Well…DUH! (With exception to the migraines…those I’ve had for eons BEFORE I had sleeping trouble) I fully believe all my other problems stem from my lack of sleep.
So I have a sleep study scheduled in 2 weeks.
And I’m sure its only to tell them that there is nothing wrong with me, to quit my bitching & buy a new mattress.
My life…this is how it always works out. Big problem for me, little fix for them.
Anywho, its Good Friday. Which means Stations of the Cross at Noon & then shopping at Sam’s for tomorrow’s Easter Event at the Clubhouse, where my bro, Lou will play the EB once again. But this is our first foray into an event without Dad.
Its going to suck, my heart will be heavy & the work will be monotonous. But the kids will have fun, the parents will appreciate it and I will have done the job he always asked me to do…
A wonderful one.
You know…this is getting to be a little ridiculous.
Round #3 of pneumonia sucks. The doctors have no idea what is wrong or why I keep getting this. But we’re on NEW antibiotics to see if we can’t knock this shit out. Cause the other one was making me worse….sounds just like me to reject something that will ultimately make me better, right?
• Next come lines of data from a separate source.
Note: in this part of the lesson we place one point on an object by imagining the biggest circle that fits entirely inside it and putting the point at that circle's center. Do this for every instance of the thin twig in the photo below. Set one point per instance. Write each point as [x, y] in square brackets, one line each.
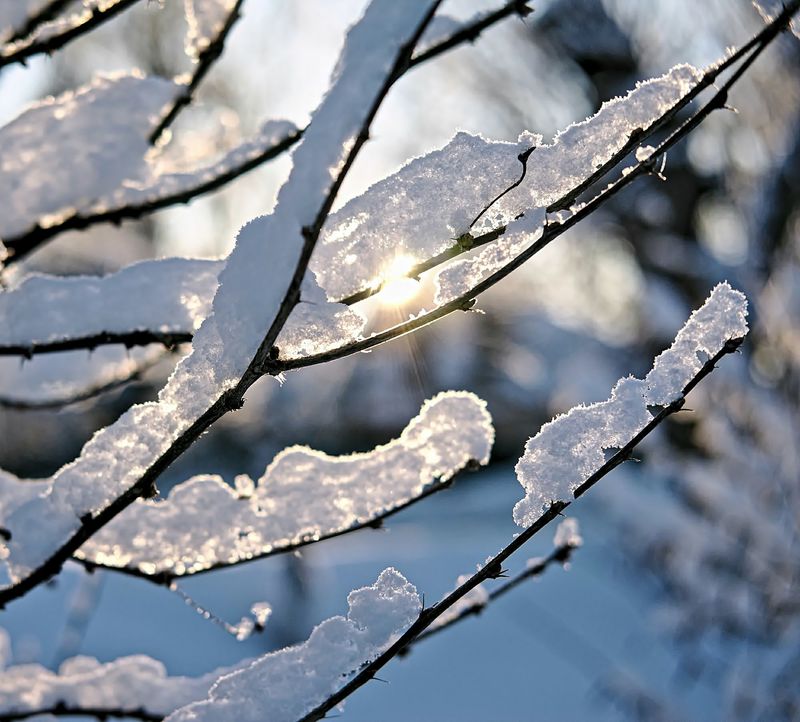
[142, 337]
[24, 243]
[551, 231]
[492, 567]
[101, 713]
[203, 64]
[262, 363]
[47, 12]
[90, 392]
[93, 18]
[21, 245]
[129, 339]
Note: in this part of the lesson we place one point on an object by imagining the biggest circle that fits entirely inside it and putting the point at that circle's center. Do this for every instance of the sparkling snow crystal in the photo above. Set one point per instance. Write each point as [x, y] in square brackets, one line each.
[205, 19]
[571, 447]
[303, 494]
[279, 686]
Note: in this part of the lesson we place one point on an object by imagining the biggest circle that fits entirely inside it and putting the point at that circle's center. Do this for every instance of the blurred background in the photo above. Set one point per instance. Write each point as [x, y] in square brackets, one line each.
[684, 602]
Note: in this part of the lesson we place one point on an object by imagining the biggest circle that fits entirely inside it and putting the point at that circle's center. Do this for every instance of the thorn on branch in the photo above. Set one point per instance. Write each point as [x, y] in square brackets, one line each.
[472, 465]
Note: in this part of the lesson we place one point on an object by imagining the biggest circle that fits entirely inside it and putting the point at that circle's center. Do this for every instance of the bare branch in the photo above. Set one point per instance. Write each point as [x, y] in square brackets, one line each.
[559, 555]
[101, 713]
[90, 392]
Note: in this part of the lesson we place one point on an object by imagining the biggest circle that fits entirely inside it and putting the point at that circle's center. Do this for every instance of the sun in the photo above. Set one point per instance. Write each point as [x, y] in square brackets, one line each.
[397, 288]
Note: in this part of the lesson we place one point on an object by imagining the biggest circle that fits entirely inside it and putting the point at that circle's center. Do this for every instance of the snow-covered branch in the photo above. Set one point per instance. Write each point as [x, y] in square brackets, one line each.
[713, 331]
[50, 36]
[304, 496]
[210, 21]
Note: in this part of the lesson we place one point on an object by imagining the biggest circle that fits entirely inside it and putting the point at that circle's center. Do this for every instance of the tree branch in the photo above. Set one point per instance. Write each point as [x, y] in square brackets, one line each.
[376, 522]
[21, 245]
[559, 555]
[46, 13]
[493, 566]
[233, 398]
[552, 230]
[19, 52]
[204, 62]
[263, 363]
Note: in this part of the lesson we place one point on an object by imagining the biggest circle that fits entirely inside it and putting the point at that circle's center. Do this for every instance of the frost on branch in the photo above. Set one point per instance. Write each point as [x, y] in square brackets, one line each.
[117, 113]
[252, 289]
[114, 112]
[770, 9]
[304, 494]
[704, 334]
[285, 685]
[84, 682]
[458, 277]
[15, 15]
[419, 211]
[569, 449]
[165, 296]
[568, 534]
[205, 19]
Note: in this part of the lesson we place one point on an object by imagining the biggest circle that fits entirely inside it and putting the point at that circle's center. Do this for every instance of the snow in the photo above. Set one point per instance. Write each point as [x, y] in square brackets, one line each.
[53, 377]
[457, 278]
[115, 111]
[570, 448]
[770, 9]
[14, 15]
[66, 23]
[303, 494]
[168, 295]
[422, 209]
[119, 169]
[206, 19]
[287, 684]
[252, 288]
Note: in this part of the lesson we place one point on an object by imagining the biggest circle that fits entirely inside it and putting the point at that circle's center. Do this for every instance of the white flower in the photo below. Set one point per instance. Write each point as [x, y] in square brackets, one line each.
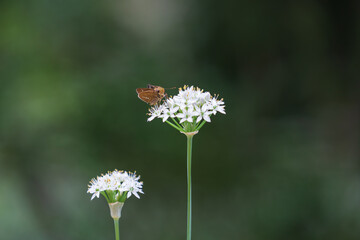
[188, 105]
[187, 114]
[118, 182]
[216, 106]
[169, 113]
[155, 112]
[202, 113]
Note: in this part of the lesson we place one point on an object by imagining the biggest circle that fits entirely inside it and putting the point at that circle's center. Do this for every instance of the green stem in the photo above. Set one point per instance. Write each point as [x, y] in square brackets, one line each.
[189, 150]
[116, 225]
[176, 123]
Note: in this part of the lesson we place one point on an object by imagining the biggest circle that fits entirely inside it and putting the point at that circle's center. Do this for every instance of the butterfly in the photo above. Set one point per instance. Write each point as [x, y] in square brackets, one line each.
[152, 95]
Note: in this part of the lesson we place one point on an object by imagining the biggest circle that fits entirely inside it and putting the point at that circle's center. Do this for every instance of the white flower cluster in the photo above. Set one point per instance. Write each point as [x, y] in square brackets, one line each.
[190, 105]
[118, 181]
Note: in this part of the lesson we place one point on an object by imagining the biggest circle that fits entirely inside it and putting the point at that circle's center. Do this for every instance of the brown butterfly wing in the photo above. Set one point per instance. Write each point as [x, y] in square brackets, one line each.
[140, 90]
[149, 96]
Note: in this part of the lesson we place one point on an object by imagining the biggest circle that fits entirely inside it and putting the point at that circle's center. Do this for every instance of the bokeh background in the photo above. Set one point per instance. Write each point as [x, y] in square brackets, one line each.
[283, 163]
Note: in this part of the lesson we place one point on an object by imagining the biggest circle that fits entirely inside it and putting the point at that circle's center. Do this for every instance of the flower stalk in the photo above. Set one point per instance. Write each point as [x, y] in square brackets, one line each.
[189, 192]
[116, 187]
[189, 111]
[116, 226]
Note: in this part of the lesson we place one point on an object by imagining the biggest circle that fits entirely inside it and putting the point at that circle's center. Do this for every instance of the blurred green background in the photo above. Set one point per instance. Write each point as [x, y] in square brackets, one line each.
[282, 164]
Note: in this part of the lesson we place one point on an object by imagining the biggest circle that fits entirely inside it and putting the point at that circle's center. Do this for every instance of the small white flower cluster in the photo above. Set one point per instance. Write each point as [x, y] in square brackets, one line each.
[118, 181]
[190, 105]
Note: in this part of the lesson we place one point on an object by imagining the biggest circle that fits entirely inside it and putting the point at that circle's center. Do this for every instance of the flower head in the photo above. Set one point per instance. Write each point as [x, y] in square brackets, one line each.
[115, 186]
[189, 109]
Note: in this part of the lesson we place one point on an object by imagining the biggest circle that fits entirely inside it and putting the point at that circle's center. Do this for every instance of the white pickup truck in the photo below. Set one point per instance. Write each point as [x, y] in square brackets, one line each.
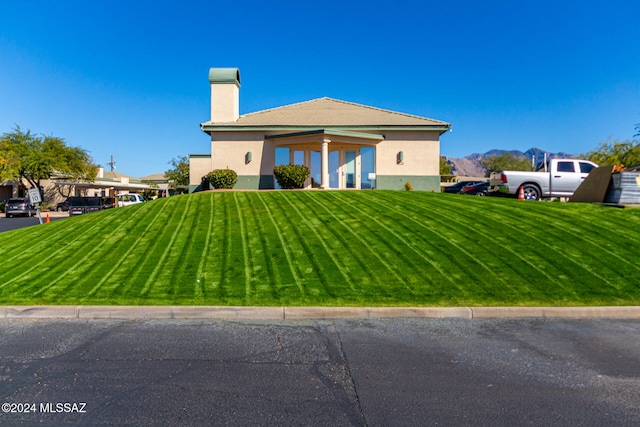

I’ll tell ya..it sucks. Royally.
Breathing gets taken for granted when you can’t take a good, one of those…life is wonderful, deep breaths. I can’t do that. I can barely get a breath without hacking up a lung.
And don’t worry…I’m not contagious.
But here I sit. 2:40AM, trying to figure out AP Biology for my brother. Shit…its hard as hell. I have NO CLUE what I’m doing, bro. But I am trying. What the hell am I supposed to fill in on this crap???
Anywho…just thought I’d keep you posted on what I’m doing, with my bad day.
PS – I miss my boss, my friend, my father. God, this sucks.
One of my parents is in deep shit. I mean seriously. Which one of them idiots forgot to keep paying on my extended warranty? Cause the offending parent is getting a swift kick in the ass. HARD.
I just returned home from the doctors thinking that, “hey…I’ve just got a bad chest cold.”
WRONG-O!
I’m now on my 3rd bout of pneumonia. Don’t people die from this shit? I mean seriously? And who in the world did I piss off to have such a suck-ass year healthwise? 
They have me on some new ’script. Close to levoquid (which is an IV biotic) and another round of them yummy prednisone tabs.
Life sure is grand, ain’t it.
And in all seriousness…if I get one more bout…they’re going to put me in ICU. Talk about your buzzkill.
I wonder if I can play Rock Band from a negative pressure room??